I love my Foreman grill. I like to wake-up to the smell of bacon, so I lay three strips on the Forman grill before I go to bed at night. When my alarm goes off, I plug in the grill, and a few minutes later I wake up to the smell of crackling bacon. Its delicious and nutritious.


----------



## Moe Ghoul (Dec 10, 2008)

It's great for bacon, grilled sandwiches, but they suck with meats and poultry. I think it ends up steaming the meat in it's own juices, not really grilling.


----------



## GrilledSteezeSandwich (Dec 10, 2008)

For a one inch thick steak on a George Forman grill 8-9 minutes is way to long..I'd got with 5 minutes max..and you can always broil steak in the oven..that's the way I like to do it..you have to flip the steak but it seems juicier..


----------



## hardline (Dec 10, 2008)

Hawkshot99 said:


> So I live in a small studio apartment.  I have always loved to grill at home, but there is not the room to have even a real small grill.  So my mother gave me her George Foreman grill.
> 
> I HATE this thing.  It is impossible to tell when the steak is ready.  The other day was my first attempt with it.  I cooked a 1" thick steak for dinner.  I had it cooking for 8-9 mins. till the outside of it didnt look grey.  When I cut the thing open and tried to eat it.....Well lets say i think my shoe soles are more chewable.:blink:  I still ate it because i am cheep:smash:
> 
> ...



go to good cookware store and get yourself a good grill pan. you will be very happy


----------



## skibum9995 (Dec 10, 2008)

I love mine. It took me a few weeks to get cooking times for different things figured out, but it has been worth it.


----------



## deadheadskier (Dec 11, 2008)

hardline said:


> go to good cookware store and get yourself a good grill pan. you will be very happy



exactly

a nice cast iron grill pan will due just fine.  Go three minutes a side on medium high heat, then throw it in the oven for 8 minutes at 400....perfect medium rare for a 1 inch steak depending on the cut.


----------



## frozencorn (Dec 11, 2008)

I used to love it when I lived in a small apartment in Brookline. 

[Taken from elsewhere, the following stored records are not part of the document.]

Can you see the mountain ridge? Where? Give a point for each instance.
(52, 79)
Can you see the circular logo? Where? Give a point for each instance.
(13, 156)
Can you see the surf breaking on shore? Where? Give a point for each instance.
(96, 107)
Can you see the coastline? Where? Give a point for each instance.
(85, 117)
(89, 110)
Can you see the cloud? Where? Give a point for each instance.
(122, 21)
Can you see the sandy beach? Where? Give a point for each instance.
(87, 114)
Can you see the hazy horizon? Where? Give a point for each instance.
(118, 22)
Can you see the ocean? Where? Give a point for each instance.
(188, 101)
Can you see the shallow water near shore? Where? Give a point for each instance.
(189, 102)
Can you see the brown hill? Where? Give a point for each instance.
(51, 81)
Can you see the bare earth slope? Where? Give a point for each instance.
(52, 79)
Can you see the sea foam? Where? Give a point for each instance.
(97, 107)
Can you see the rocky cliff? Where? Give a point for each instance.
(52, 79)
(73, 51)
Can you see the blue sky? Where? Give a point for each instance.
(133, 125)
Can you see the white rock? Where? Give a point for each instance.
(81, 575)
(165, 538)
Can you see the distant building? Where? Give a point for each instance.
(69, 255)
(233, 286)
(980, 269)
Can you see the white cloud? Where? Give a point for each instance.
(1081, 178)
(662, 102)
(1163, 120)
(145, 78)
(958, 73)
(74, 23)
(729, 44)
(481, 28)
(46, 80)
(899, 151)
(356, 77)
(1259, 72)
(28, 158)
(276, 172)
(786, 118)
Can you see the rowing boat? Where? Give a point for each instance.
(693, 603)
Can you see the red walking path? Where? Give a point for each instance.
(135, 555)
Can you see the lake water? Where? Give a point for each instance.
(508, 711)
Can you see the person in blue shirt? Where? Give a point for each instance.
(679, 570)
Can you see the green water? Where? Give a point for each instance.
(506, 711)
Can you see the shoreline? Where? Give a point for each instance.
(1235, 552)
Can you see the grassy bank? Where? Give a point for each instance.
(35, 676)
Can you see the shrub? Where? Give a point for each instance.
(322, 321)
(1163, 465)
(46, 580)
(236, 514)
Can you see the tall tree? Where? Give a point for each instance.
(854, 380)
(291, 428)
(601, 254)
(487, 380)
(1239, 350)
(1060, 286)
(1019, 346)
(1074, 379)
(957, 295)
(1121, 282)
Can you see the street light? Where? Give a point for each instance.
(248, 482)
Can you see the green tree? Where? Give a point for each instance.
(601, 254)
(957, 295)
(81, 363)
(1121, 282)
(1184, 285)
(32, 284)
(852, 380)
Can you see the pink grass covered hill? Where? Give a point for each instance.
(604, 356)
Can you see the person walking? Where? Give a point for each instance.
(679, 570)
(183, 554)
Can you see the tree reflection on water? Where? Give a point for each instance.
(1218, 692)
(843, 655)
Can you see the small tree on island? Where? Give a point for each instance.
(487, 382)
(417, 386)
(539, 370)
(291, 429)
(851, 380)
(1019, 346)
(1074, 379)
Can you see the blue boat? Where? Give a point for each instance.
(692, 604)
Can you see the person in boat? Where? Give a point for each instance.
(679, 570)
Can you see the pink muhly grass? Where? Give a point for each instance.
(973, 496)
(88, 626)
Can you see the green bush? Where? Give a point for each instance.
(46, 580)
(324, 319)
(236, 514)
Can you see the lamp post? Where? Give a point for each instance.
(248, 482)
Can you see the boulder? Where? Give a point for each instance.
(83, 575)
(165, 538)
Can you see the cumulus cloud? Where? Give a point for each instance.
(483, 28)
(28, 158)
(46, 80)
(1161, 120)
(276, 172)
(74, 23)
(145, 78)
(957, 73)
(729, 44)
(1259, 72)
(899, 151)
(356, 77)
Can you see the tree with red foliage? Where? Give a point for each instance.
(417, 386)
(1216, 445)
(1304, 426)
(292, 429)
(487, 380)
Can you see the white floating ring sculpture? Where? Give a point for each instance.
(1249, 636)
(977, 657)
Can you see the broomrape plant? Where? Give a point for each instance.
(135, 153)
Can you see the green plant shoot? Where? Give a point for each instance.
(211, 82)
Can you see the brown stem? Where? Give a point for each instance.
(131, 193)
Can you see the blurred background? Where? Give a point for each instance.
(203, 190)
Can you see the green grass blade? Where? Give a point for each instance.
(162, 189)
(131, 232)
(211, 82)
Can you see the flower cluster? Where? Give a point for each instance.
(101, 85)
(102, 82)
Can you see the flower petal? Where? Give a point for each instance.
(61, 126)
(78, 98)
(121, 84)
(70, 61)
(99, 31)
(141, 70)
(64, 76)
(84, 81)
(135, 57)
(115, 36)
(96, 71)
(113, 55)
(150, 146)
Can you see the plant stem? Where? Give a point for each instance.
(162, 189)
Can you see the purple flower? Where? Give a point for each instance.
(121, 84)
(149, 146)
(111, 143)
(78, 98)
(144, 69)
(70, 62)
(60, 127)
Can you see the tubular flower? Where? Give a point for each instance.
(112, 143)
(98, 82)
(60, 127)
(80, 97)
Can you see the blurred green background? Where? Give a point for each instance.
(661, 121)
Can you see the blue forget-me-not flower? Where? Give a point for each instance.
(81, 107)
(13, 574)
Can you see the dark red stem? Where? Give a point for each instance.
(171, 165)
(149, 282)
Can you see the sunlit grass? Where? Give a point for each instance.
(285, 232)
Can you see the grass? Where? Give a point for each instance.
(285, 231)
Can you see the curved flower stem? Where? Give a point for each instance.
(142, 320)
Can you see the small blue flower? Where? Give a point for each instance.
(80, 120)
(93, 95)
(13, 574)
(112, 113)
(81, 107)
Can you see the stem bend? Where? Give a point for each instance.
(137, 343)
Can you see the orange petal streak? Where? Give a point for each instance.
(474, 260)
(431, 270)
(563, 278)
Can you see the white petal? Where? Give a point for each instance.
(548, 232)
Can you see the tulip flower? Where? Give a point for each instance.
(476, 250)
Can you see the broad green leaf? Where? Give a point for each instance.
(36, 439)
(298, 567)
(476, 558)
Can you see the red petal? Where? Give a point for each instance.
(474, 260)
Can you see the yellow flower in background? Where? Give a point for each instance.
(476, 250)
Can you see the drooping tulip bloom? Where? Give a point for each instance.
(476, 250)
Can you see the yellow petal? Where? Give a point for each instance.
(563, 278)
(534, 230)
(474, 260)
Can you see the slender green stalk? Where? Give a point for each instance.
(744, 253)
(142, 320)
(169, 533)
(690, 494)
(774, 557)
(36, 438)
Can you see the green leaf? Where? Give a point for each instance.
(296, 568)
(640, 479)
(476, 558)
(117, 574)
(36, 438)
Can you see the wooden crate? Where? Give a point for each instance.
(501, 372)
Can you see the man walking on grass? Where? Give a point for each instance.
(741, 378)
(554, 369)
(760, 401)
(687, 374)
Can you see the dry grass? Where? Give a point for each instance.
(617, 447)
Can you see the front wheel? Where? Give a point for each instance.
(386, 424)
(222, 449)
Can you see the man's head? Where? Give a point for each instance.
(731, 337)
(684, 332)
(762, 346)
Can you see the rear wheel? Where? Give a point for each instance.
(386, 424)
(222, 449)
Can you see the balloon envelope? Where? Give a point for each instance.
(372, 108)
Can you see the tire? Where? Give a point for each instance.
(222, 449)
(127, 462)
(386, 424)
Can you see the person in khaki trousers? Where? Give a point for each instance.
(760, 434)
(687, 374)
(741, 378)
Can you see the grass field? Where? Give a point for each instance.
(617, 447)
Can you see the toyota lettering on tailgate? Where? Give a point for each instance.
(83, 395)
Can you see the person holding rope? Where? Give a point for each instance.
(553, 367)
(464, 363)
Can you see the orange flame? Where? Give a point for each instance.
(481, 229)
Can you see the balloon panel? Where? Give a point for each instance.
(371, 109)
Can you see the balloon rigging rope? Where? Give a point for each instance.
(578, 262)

Now? Between the outdoor grill, grill pan, grill skillet, panini maker.....I can't remember the last time it emerged from storage.


----------



## severine (Dec 11, 2008)

George Foreman grills are a PITA to keep clean. If you want something like that, get the Cuisinart Griddle/Panini thing. It has removable plates (one set flat, one set ridged) for easier cleaning and you can use it flat, too, like if you want to make pancakes and sausage/bacon at the same time. If you insist upon cooking meat on one of those, you have to remember that you're cooking both sides at the same time so it should take half as long as usual. But really, you get better flavor with other options than those tabletop plugin type grills for meat. I'd recommend cast iron, too, but honestly, I only cook steak on the outside propane grill. I have never cooked one on the stove or in the oven.  (Though I once did have a George Foreman grill before the propane grill... I was less than enthused with the results...) There's no need to for me to prepare otherwise these days with a grill 3 feet outside the door.


----------



## hammer (Dec 11, 2008)

severine said:


> George Foreman grills are a PITA to keep clean. If you want something like that, get the Cuisinart Griddle/Panini thing. It has removable plates (one set flat, one set ridged) for easier cleaning and you can use it flat, too, like if you want to make pancakes and sausage/bacon at the same time. If you insist upon cooking meat on one of those, you have to remember that you're cooking both sides at the same time so it should take half as long as usual. But really, you get better flavor with other options than those tabletop plugin type grills for meat. I'd recommend cast iron, too, but honestly, I only cook steak on the outside propane grill. I have never cooked one on the stove or in the oven.  (Though I once did have a George Foreman grill before the propane grill... I was less than enthused with the results...) There's no need to for me to prepare otherwise these days with a grill 3 feet outside the door.


+1

We only use ours for paninis.  Tried cooking bacon on it a few times, and it was OK for that, but we just cook the bacon in the cast iron pan now.


----------



## MichaelJ (Dec 11, 2008)

+1 on the cast iron grill pan. Get that thing raging hot and it's a great alternative to using an actual grill outside. My only caveat: I highly recommend you have a real hood over the stove that vents outside. High heat on cast iron cooks meat (red or poulty) beautifully, but puts out a good deal of smoke and steam.


----------



## ctenidae (Dec 11, 2008)

GrilledSteezeSandwich said:


> For a one inch thick steak on a George Forman grill 8-9 minutes is way to long..I'd got with 5 minutes max..and you can always broil steak in the oven..that's the way I like to do it..you have to flip the steak but it seems juicier..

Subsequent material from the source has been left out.